In a common emitter amplifier, using output resistance of \(5000 \Omega\) and input resistance of \(2000 \Omega\), if the peak value of input signal voltage is \(10 \mathrm{mV}\) and \(\beta=50\) then what is the peak value of output voltage? (A) \(2.5 \times 10^{-4}\) Volt (B) \(5 \times 10^{-6}\) Volt (C) \(1.25\) Volt (D) 125 Volt

Short answer

The peak value of the output voltage is (C) \(1.25V\).

Step-by-step solution

Determine the given values

In this exercise, we are given the following values: Output resistance, \(R_L = 5000\Omega\) Input resistance, \(R_{in} = 2000\Omega\) Peak value of input signal voltage, \(V_{in(peak)} = 10mV = 10\times 10^{-3}V\) Current gain of the transistor, \(\beta = 50\)

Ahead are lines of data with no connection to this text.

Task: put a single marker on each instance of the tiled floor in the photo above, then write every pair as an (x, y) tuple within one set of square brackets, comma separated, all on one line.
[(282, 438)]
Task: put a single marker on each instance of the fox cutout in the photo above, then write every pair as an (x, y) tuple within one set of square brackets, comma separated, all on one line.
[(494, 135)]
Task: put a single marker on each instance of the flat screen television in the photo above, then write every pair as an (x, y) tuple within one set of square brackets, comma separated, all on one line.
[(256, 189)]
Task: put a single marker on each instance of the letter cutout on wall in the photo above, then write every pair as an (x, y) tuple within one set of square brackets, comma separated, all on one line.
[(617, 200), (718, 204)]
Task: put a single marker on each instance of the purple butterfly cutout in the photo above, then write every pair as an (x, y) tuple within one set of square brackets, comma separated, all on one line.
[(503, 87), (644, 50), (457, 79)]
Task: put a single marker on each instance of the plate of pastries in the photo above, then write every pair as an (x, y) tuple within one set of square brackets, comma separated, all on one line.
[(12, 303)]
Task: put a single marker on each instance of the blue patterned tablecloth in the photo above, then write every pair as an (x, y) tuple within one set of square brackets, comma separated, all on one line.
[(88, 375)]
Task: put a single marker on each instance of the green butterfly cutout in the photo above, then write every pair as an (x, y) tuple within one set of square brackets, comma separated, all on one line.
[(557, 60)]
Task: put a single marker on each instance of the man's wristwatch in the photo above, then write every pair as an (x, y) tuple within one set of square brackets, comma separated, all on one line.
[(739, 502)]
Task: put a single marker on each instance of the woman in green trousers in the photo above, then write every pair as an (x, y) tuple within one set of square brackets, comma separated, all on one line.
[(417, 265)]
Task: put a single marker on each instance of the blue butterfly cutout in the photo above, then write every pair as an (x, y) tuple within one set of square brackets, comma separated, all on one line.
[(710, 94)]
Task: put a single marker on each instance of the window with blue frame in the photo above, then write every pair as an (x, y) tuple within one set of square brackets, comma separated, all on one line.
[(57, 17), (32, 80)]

Calculate the voltage gain (A_v)

Using the formula for the voltage gain of a common emitter amplifier, we can calculate the voltage gain (A_v) as follows: \[A_v = -\frac{\beta(R_L)}{R_{in}}\] Plug in the values: \[A_v = -\frac{50\times 5000\Omega}{2000\Omega}\] Now, compute A_v: \[A_v = -\frac{250000}{2000}\] \[A_v = -125\]

Calculate the peak value of the output voltage (V_out(peak))

To find the peak value of the output voltage, we simply multiply the voltage gain by the input peak voltage: \(V_{out(peak)} = A_v \times V_{in(peak)}\) Plug in the values: \(V_{out(peak)} = (-125) \times (10\times 10^{-3}V)\) Now, compute \(V_{out(peak)}\): \(V_{out(peak)} = -1.25V\) Since we are asked for the peak value, we can take the magnitude of the output voltage, i.e., the peak value of the output voltage is \(1.25V\). The answer is (C) 1.25 Volt.